For those who haven’t heard the story, Microsoft’s Japan office experimented with a four day work-week in August. The reports were glowing: 40 percent increase in productivity boost. Even more remarkable for a culture used to pushing work to the limits, 90 percent said they preferred the shorter week. For the hardest-working nation in the world, that was a paradigm shift in thinking.
But it simply makes sense if you’re like social media guru Gary Vaynerchuk who has said he brings high energy to his work 8 hours in a day. It does depend on the energy level you bring to work, more than about showing up for work, the latter being the predominant work culture in Asia. Has anyone actually measured the energy level they bring to a job? That is one yardstick not being used in workplaces.
In any case, it’s good to hear Microsoft did this experiment in Japan, as most workers in Asia work longer hours, including weekends, compared to their Western counterparts. But what many realize these days, even from workers in Silicon Valley, it’s not how many hours you put in, but how smart you work.
In 2015, Japan’s culture of overwork came to a head when a Dentsu employee died by suicide on Christmas Day after doing excessive overtime work. In 2017, a Japanese reporter died after clocking 159 hours of overtime a month before her death.
These incidents resulted in the popularity of the word “karoshi,” meaning “death by overwork.” But there’s hope. Japan has since introduced “workstyle reform” to Japan, including an annual cap of 720 overtime hours per person. And if Microsoft’s 4-day work week experiment works in Japan, then it can work everywhere. Also, this video from a popular popular YouTuber in Japan has a contrasting viewpoint.
Efficiency needs to be redefined in light of the Microsoft Japan experiment, considering the results from the first experiment sparked interesting insights:
- Microsoft Japan reported it used about 23 percent less electricity and printed around 59 percent fewer pages during the experiment.
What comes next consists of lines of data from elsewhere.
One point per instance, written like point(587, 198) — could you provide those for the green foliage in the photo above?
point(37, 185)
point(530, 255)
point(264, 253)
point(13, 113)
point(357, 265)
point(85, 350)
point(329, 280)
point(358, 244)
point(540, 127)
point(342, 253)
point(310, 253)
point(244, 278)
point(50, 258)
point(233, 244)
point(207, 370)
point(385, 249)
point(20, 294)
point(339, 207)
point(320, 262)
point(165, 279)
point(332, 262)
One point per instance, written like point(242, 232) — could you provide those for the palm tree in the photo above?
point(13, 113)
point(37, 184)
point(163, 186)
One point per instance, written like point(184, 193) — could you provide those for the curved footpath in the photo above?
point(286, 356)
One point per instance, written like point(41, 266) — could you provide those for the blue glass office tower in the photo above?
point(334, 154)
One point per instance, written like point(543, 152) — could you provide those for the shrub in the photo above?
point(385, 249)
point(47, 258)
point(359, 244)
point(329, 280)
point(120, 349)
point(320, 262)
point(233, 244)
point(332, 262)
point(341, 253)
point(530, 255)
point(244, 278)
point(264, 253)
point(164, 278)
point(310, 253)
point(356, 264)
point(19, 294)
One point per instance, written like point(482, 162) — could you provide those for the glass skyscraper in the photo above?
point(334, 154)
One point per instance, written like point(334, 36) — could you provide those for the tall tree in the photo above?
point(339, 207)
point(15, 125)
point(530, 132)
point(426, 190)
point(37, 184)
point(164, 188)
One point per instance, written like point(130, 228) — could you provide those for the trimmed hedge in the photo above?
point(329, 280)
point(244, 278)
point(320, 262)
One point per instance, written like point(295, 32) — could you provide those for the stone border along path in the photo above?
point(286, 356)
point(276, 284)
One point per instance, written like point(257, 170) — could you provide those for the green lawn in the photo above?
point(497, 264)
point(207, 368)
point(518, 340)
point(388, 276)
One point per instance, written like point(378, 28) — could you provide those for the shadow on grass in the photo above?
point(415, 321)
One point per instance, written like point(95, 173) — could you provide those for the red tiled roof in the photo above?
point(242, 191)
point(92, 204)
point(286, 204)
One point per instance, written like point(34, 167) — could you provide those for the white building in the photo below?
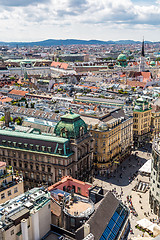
point(26, 217)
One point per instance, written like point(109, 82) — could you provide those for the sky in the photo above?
point(34, 20)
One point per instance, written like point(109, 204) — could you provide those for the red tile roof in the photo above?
point(136, 84)
point(18, 92)
point(2, 164)
point(5, 99)
point(59, 65)
point(146, 76)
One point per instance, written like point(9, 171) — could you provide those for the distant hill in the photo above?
point(59, 42)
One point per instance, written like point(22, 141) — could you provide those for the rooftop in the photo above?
point(21, 205)
point(43, 137)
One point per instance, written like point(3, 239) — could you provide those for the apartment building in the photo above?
point(155, 119)
point(11, 185)
point(45, 158)
point(26, 217)
point(113, 135)
point(141, 122)
point(93, 214)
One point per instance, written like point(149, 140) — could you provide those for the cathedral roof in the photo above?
point(70, 126)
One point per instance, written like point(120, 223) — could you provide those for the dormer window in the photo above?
point(81, 130)
point(64, 132)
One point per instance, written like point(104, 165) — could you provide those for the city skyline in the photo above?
point(105, 20)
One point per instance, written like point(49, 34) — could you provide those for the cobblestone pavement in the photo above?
point(128, 169)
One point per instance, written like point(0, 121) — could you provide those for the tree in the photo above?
point(32, 105)
point(3, 119)
point(19, 121)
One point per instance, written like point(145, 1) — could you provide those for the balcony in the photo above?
point(15, 181)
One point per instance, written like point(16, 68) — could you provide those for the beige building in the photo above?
point(44, 158)
point(113, 137)
point(155, 119)
point(11, 185)
point(26, 217)
point(141, 122)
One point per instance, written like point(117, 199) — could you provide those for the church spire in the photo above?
point(142, 53)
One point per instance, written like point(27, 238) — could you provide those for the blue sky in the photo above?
point(32, 20)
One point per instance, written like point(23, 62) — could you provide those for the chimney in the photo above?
point(7, 116)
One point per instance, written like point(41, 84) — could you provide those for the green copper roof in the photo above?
point(152, 63)
point(70, 115)
point(42, 137)
point(122, 57)
point(70, 126)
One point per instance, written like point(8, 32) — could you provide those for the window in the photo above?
point(15, 189)
point(79, 190)
point(49, 179)
point(25, 145)
point(2, 196)
point(72, 222)
point(26, 165)
point(31, 146)
point(43, 148)
point(43, 168)
point(49, 149)
point(37, 147)
point(9, 193)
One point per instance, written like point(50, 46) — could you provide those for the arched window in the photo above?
point(64, 132)
point(81, 131)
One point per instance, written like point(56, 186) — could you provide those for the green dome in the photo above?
point(70, 126)
point(152, 63)
point(122, 57)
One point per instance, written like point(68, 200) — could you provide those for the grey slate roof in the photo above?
point(101, 217)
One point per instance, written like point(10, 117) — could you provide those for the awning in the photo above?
point(146, 167)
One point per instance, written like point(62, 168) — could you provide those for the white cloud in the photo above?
point(87, 19)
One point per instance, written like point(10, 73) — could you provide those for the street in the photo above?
point(122, 183)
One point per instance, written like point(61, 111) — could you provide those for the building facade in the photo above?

- Microsoft Japan will conduct a second experiment over the winter and will encourage more flexible working, but it won’t include the shorter work week
- But previous studies show that giving employees more flexibility increases productivity; a New Zealand company permanently adopted the four day workweek in 2018, after a trial resulted in a 24 percent productivity increase.
- The Harvard Business Review reported that a Chinese travel agency experienced a 13 percent productivity boost when it allowed call center employees to work from home.
- In the U.S., a 2017 Stanford University study found the average worker is willing to give up 20 percent of their pay to avoid their schedule being set with short notice, and 8 percent of their pay in exchange for the option to work from home.
- A work-from-anywhere program for patent examiners at the U.S. Patent and Trademark Office showed productivity gains of 4.4 percent, according to a 2019 working paper by the Harvard Business School.
Would this work in highly competitive USA? A company in Portland experimented with a four day work week before returning to a five day schedule, because the owner realized a shorter week meant its competitors had a leg up.
How would the Googles of the world enact a 4-day work week? It’d be interesting to find out from the tech giants in San Jose, as some have said work in any of them feels like a 4-day work week anyway because they offer flexibility and more specific workloads plus the conveniences of living close to work.